THE "BLUE STREAM" GAS PROJECT: NOT A PIPE-DREAM ANYMORE
Doubts about the completion of the Blue Stream project have recently been fueled, first by the continuing crisis in Turkey's economy, including a corruption investigation into the contract itself; and second, by proponents of the long-stalled Trans-Caspian Gas Pipeline (TCGP) project for Turkmenistan's gas to be taken across the Caspian Sea floor and then into Turkey via an overland pipeline through Azerbaijan and Georgia. However, there is little reason to believe that Blue Stream will not come on line, even if this happens a little later than scheduled. More important, the project sets the stage for deeper industrial cooperation between Turkey and Russia in other sectors including defense production. A strategic entente between the two countries may arise over time on the basis of convergence over particular issues such as an already-existing tacit agreement not to discuss either Chechnya or the Kurds.

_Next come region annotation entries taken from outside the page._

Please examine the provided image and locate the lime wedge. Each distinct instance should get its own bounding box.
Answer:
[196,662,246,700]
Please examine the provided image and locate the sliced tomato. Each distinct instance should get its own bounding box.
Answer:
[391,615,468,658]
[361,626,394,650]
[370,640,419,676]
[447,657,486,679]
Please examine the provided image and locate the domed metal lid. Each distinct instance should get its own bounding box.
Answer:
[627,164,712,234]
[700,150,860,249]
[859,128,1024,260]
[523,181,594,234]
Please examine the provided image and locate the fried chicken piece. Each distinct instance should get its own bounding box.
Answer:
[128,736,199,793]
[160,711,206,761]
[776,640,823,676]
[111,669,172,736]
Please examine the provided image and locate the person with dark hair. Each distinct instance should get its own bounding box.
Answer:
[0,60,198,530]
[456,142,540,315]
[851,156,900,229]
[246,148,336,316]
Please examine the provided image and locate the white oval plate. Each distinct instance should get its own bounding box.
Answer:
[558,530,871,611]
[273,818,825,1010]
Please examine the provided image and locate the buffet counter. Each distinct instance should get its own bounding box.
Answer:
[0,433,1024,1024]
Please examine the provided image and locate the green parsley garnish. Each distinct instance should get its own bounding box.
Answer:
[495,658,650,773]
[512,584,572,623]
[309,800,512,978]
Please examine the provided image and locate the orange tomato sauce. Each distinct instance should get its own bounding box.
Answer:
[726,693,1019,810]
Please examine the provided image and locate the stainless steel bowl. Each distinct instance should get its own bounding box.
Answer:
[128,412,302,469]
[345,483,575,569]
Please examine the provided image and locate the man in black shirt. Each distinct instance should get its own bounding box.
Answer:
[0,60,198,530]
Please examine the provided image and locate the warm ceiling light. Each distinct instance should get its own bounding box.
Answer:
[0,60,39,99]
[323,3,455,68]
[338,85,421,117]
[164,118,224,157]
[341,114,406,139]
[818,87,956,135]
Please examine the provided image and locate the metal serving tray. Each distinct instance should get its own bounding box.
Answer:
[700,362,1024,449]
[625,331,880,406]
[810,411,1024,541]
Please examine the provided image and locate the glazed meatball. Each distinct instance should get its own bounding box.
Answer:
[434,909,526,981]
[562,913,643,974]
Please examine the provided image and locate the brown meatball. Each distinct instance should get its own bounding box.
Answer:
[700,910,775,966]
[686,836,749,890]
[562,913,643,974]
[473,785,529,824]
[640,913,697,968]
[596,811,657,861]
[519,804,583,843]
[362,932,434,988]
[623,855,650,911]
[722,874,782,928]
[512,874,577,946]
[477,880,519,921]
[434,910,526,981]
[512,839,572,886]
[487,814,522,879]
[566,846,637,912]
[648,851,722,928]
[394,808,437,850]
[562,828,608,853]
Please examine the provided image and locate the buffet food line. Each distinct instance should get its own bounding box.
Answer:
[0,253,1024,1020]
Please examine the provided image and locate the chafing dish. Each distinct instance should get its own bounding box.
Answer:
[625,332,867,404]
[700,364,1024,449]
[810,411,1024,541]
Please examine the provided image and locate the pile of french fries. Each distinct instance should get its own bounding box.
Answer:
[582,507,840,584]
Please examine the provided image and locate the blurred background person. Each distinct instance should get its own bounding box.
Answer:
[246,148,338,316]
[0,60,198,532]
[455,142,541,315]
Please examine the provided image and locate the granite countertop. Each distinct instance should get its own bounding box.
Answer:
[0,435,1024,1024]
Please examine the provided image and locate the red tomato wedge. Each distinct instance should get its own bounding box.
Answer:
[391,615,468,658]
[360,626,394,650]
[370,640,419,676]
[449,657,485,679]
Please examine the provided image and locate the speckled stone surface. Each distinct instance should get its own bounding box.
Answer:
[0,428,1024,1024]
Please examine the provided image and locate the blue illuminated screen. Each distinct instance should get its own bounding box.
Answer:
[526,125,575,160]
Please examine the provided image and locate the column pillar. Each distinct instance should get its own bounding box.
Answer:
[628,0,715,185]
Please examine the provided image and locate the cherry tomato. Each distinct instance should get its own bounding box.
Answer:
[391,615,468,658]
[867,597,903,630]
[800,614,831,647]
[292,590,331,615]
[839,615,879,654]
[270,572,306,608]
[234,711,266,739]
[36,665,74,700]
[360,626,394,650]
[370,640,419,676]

ENDING POPPY GROWING IN AFGHANISTAN: IMPLICATIONS FOR TAJIKISTAN
The UNDCP has verified that the Talibans ban on growing opium is close to 100 per cent effective in the areas of Afghanistan it controls. While traffickers can draw on substantial stocks to continue the trade in the short run, sooner or later they will run out of "product" if the ban is sustained. This has serious implications for Tajikistan, which became a major transit route for Afghan opium and heroin in the late 1990s. The profit for getting the opium and heroin across Tajikistan probably measures in the range of $100 to $300 million a year, which has come at the time of the implementation of a fragile peace accord. While a decline in trafficking is ultimately positive, the short term loss of this income will hurt the already struggling economy and could drive the traffickers into alternative money-raising schemes.